Psalm for the 1st Sunday of Advent (C)

Psalm 25: 4-5, 8-9, 10, 14

The responsorial psalm for this week is from Psalm 25, a prayer for forgiveness and guidance, written in acrostic form.

This psalm calls to mind the fact that God’s saving action requires a response. Having been saved, what responsibilities do we now have? How should we live so as not to fall back into the situation from which we were saved? If God is just, what kind of lives should we be living? The psalmist’s answer comes in the form of a petition to God: Teach me your ways.

Your ways, O LORD, make known to me;

The passage opens with a prayer for divine guidance.

The word “way” has a very close association with the Wisdom tradition and refers to a manner of living, specifically the way of righteousness or the way or evil. The term often designates movement or direction on a road rather than the road itself. Here it could refer to a style of life.

teach me your paths,

“Path” appears in parallel construction with “way” and also refers to a style of life. When this expression is used in reference to God, it can mean either God’s own ways of acting or the ways God teaches humankind to follow. This psalm seems to allow for both meanings.

guide me in your truth and teach me, for you are God my savior and for you I wait all the day. 

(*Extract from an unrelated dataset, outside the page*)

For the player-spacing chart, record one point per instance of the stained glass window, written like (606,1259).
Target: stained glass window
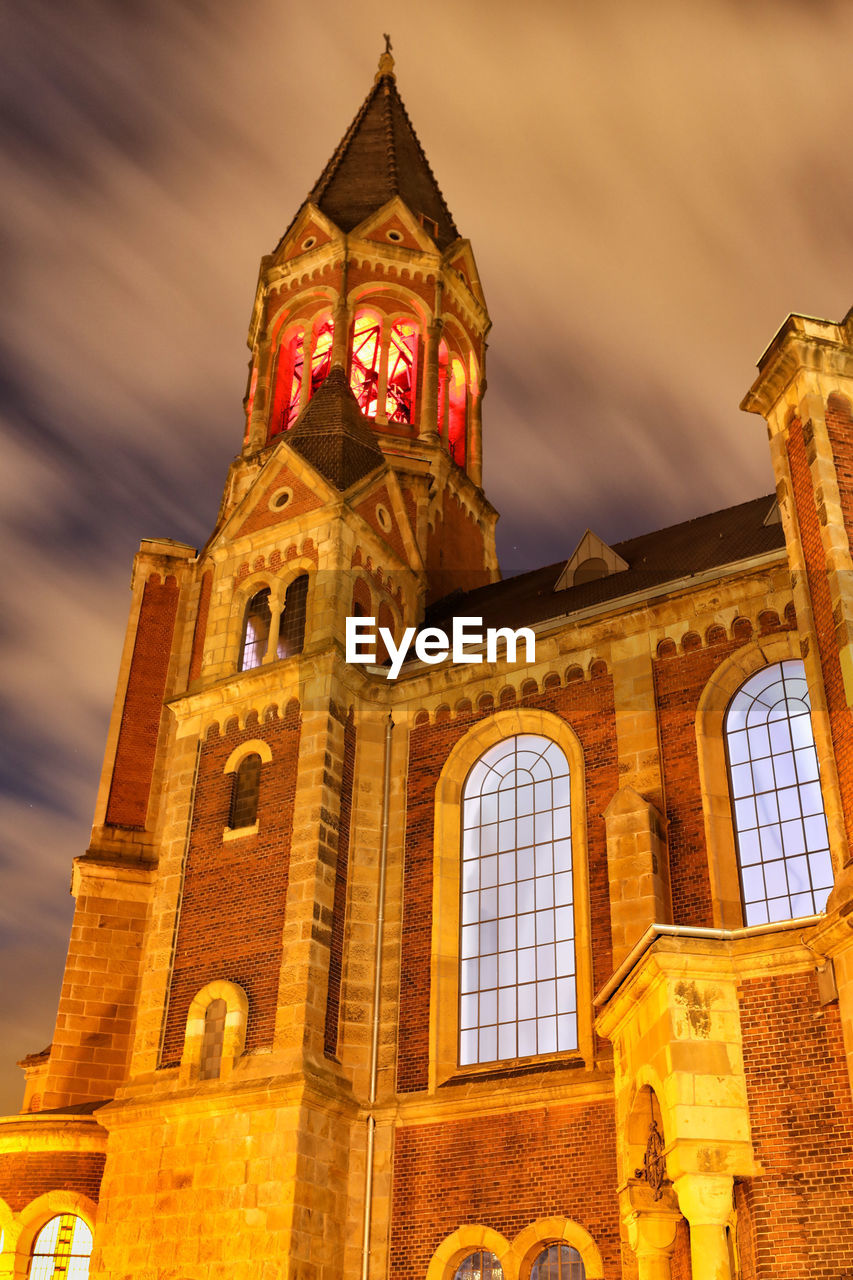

The psalmist asks the Lord to instruct him in his ways, for it is from God that salvation comes.

Good and upright is the LORD; thus he shows sinners the way. He guides the humble to justice, and teaches the humble his way.

This stanza comments on the righteousness of God, which is attentive to both the sinners and anawim (the humble). These groups are seen on the same plane: the humble person is one who acknowledges his sin to the Lord.

In this context, “the way of the LORD” can either be interpreted as the way God responds to the people in light of their merits or as the manner of living God expects of humankind. If the latter, it is probably a reference to the Law, for it is there the will of God is to be found. In that case, the psalmist would then be asking for guidance to discern God’s will in order to live in accord with it.

All the paths of the LORD are kindness and constancy toward those who keep his covenant and his decrees.

The paths of the Lord promise the blessings of covenantal lovingkindness (hesed) and truth or constancy (’emet).

The friendship of the LORD is with those who fear him, and his covenant, for their instruction. 

These attitudes guarantee an intimacy of friendship or the kind of familiarity that results in trusting counsel (sôd). This is the kind of friendship that will be enjoyed by those who fear the Lord.

Such fear is less an attitude of dread and trembling than one of awe in the presence of the majesty of God. The trepidation that may accompany fear stems more from reverence and wonder than from terror.